Holmgren hofft, dass RB Trent Richardson mit den Gegnern noch schlimmer umgeht, als er mit der Zeit. Richardson wird enormes Talent nachgesagt, und er wird als Bell Cow wohl oder übel über viel verbrannte Erde laufen müssen, während hinter ihm Weeden lernt. Beide sehen sich einer problematischen Line gegenüber, die mit Mitchell Schwartz in der zweiten Runde sicher nicht alle Löcher stopfen wird können. Und da die Browns letztes Jahr die Liga in Drops anführten, weiß man gar nicht, wie gut man Weedens Rookie-Jahr in Anbetracht seines Supporting Casts einschätzen wird können. Weeden ist ein schlauer und auf seine eigene Art und Weise natürlich auch erfahrener Mann, aber er spielte Baseball in seiner physischen Primetime und brauchte drei Jahre um sich zum College-Starter als QB durchzuringen. Doug Farrar scherzte vor dem Draft, dass die Browns ja nur McCoy sechs Jahre auf der Bank lassen müssten, wenn es ihnen nur darum ging, einem „erfahrenen“ 28-jährigen Backup erstmals das Ruder zu übergeben, aufdass er der nächste Jim Kelly werden würde. Aber dazu war Holmgren wiederum vermutlich zu ungeduldig.
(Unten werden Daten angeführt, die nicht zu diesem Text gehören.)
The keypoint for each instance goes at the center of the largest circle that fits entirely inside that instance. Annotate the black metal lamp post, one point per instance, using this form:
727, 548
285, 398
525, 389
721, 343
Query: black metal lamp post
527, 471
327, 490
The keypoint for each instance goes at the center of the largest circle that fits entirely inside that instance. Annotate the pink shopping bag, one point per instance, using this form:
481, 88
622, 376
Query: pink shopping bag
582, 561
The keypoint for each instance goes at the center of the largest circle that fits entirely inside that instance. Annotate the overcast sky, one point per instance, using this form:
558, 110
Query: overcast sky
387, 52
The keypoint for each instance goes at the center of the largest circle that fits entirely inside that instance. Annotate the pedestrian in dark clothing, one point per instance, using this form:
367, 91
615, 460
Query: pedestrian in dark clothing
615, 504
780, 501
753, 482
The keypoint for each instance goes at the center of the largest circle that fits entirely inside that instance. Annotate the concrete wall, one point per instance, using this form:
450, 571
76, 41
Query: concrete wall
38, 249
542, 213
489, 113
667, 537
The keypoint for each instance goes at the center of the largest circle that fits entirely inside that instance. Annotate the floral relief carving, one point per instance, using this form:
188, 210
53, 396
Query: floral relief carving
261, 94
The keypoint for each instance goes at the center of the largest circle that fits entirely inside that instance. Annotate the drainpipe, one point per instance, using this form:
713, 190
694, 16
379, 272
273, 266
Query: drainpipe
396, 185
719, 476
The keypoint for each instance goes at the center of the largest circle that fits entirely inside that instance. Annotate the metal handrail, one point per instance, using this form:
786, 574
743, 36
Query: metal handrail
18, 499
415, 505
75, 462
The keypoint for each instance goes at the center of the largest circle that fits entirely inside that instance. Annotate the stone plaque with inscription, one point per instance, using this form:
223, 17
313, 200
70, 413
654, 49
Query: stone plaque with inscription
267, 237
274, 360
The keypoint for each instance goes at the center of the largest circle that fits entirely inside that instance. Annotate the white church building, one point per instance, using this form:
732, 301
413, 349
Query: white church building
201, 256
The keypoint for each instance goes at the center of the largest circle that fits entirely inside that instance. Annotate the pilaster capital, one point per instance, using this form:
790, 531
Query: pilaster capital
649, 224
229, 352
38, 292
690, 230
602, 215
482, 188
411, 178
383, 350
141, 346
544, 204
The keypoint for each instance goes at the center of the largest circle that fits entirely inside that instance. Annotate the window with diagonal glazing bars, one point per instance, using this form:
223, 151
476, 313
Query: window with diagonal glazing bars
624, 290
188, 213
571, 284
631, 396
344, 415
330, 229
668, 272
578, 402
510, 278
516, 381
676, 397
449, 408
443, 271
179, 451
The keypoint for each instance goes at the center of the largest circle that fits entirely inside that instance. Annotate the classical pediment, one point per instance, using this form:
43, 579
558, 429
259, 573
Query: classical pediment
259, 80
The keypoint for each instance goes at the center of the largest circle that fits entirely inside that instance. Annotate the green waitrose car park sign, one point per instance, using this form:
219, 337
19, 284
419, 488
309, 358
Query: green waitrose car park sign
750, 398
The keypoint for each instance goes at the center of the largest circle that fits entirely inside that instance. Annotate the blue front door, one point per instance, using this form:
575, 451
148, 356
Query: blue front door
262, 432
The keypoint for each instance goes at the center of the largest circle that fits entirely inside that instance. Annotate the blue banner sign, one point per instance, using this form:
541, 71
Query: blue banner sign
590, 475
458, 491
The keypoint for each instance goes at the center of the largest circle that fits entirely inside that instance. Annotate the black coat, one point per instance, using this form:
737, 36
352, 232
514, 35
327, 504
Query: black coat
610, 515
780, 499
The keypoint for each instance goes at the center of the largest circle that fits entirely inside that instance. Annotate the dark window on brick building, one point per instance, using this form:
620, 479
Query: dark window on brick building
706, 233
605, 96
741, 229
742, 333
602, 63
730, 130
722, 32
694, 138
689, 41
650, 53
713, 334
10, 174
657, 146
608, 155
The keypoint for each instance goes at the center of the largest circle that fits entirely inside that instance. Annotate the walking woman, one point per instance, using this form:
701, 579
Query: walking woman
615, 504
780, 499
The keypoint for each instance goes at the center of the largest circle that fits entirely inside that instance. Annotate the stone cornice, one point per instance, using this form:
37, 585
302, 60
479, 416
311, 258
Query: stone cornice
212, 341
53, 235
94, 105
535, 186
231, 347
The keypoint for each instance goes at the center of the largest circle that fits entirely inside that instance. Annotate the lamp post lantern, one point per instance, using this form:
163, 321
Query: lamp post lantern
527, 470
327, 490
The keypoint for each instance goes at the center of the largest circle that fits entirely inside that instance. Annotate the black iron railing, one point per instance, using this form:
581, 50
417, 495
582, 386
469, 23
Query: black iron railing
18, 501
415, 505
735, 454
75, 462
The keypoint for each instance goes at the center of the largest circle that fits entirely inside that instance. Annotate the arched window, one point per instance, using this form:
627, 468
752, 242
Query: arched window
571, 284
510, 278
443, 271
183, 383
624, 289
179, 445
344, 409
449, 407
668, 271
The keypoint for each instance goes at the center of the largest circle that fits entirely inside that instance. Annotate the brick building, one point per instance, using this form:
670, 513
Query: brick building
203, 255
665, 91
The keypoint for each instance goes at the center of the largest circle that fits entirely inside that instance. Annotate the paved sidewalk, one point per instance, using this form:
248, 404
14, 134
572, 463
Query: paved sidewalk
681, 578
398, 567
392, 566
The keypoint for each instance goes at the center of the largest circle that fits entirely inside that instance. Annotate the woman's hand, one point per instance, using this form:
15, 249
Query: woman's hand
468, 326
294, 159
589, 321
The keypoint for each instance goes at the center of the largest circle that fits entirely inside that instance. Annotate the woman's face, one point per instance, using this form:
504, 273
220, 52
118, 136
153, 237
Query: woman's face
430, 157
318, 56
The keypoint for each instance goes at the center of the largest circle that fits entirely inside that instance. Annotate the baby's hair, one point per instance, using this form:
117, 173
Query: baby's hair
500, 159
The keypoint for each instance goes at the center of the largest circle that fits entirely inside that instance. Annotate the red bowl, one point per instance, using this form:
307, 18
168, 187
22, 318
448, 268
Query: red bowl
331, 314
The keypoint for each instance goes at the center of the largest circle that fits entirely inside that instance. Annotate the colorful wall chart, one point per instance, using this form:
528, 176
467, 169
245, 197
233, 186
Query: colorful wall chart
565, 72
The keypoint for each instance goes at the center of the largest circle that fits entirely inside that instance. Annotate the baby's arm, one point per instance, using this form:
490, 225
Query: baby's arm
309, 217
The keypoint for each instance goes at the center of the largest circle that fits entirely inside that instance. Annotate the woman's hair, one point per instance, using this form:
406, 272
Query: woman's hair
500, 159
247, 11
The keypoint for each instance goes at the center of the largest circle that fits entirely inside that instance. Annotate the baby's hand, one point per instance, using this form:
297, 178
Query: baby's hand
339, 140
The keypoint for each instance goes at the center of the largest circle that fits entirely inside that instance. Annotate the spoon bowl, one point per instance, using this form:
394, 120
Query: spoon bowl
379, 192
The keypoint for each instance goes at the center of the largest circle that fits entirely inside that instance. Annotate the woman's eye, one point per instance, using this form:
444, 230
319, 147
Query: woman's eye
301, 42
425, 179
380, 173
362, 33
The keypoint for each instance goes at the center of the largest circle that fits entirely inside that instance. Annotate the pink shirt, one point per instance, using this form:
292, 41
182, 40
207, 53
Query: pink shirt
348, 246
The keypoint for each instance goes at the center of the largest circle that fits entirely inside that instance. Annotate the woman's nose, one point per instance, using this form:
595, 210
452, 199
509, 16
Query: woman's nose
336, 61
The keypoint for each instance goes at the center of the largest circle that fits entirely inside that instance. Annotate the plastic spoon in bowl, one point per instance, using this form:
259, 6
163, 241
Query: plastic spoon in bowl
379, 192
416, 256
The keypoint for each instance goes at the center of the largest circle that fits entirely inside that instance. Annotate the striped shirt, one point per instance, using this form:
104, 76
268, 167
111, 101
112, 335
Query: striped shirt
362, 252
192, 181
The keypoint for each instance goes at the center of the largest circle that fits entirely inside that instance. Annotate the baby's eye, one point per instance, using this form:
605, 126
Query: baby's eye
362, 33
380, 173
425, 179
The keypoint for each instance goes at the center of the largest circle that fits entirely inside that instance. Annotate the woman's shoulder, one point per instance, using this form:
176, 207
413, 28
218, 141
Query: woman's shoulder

Defensiv schmerzt die Verletzung von Sophomore DT Phil Taylor zwar, da Partner DT Ahtyba Rubin gegen den Lauf nur mit Hilfe gut aussehen kann, aber Backup Scott Paxson half letztes Jahr okay aus, und Rubin war gegen den Pass auch sehr gut, was die Line als ganze – zusammen mit der hervorragenden Laufdefense von Free Agent-DE Frostee Rucker und dem letztjährigen 8.5-Sack-Rookie-Jahr von DE Jabaal Sheard – formidabel aussehen lässt. MLB D’Qwell Jackson war nach Jahren der Rehabilitation wieder Elite letztes Jahr, einzig auf OLB macht sich nach der Bountygate-Suspension von Scott Fujita und dem kolossalen Scheitern von Chris Gocong gähnende Leere breit. Im Backfield steht und fällt alles mit den jungen Grundbausteinen CB Joe Haden und S T.J. Ward, die beide aber genug Athletik und Köpfchen haben, um in einer Division, die von Flacco, Dalton und Big Ben beworfen wird, dominieren zu können. Zweitjahres DefCoord Dick Jauron hat also genug Spielzeug rumliegen, um das Chaos, das auf der offensiven Seite des Teams wuchert, zumindest ein wenig abzufangen. Ob das die Browns auf lange Sicht aus dem Keller de Division holen wird, wird sich erst zeigen. Aber wenn es eine Division gibt, in der sich Defense-First-Teams mit einem fast schon kabarettistischen Verweigern gegenüber aktuellen Zeitgeistern über Jahre hinweg rehabilitieren und halten können, dann ist es wohl die AFC North.